Estima-se que mais de 60 países já operam com a rede 5G atualmente. No entanto, Christian pondera que "nem todos têm uma frota tão expressiva como a dos EUA com aviões tão antigos, o que acaba criando um problema maior neste sentido".
"Vários outros países não sentiram isso como impacto significativo. É preciso entender também que essa agência [FAA] mandou um comunicado para o staff de empresas aéreas, essa lógica do impacto para o staff, pilotos, pessoas que estão nos aviões, é uma situação mais complexa nos EUA porque gera uma disputa de narrativas."
Cabe ressaltar que a Banda C, utilizada por altímetros e rede 5G, opera com faixas de frequência diferentes, não concorrentes, para cada uma das finalidades (3,7 GHz para a 5G e 4,1 ou 4,2 GHz para altímetros). O que se discute é o potencial de interferência que uma pode oferecer à outra.
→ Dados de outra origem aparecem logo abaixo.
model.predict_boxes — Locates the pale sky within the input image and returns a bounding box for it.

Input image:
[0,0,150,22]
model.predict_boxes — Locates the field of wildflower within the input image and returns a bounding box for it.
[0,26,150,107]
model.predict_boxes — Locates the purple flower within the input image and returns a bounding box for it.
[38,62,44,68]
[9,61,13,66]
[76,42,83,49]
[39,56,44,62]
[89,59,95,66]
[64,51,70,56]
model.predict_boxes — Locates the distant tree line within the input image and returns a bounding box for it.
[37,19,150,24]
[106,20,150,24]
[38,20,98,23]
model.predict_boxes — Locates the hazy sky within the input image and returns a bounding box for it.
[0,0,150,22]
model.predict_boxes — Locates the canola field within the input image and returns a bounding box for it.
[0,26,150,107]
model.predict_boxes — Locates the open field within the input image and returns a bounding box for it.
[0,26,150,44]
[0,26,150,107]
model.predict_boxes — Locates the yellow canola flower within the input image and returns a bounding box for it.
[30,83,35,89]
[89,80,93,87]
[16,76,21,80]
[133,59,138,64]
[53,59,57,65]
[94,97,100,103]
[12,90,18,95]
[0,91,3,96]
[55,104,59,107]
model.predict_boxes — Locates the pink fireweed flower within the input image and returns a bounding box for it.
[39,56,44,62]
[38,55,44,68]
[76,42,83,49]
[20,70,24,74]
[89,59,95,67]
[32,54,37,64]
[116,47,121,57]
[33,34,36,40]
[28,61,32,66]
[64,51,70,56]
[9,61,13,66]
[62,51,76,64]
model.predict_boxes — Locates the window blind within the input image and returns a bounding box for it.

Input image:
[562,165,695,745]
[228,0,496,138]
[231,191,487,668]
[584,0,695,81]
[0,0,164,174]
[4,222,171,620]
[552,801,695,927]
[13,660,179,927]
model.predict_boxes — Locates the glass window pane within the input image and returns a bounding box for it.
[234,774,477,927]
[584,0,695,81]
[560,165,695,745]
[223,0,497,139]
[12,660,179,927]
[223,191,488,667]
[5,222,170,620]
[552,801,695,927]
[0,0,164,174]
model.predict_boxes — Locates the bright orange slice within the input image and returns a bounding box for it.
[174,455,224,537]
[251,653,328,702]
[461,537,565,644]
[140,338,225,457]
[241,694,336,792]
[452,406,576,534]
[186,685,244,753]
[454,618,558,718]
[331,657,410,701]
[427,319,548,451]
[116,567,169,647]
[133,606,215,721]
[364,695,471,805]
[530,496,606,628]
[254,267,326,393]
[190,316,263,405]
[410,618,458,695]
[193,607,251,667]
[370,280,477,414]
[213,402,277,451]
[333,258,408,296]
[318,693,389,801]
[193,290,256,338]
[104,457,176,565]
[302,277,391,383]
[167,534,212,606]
Para o especialista, seria preciso estabelecer padrões para restringir seu uso em lugares mais sensíveis que outros, como em aeroportos específicos.
"Diretamente estamos discutindo a entrada do 5G, e indiretamente qual será o custo de implementação e quem irá pagar essa conta com as mudanças de eventuais dispositivos que não estejam adaptados à tecnologia", finalizou.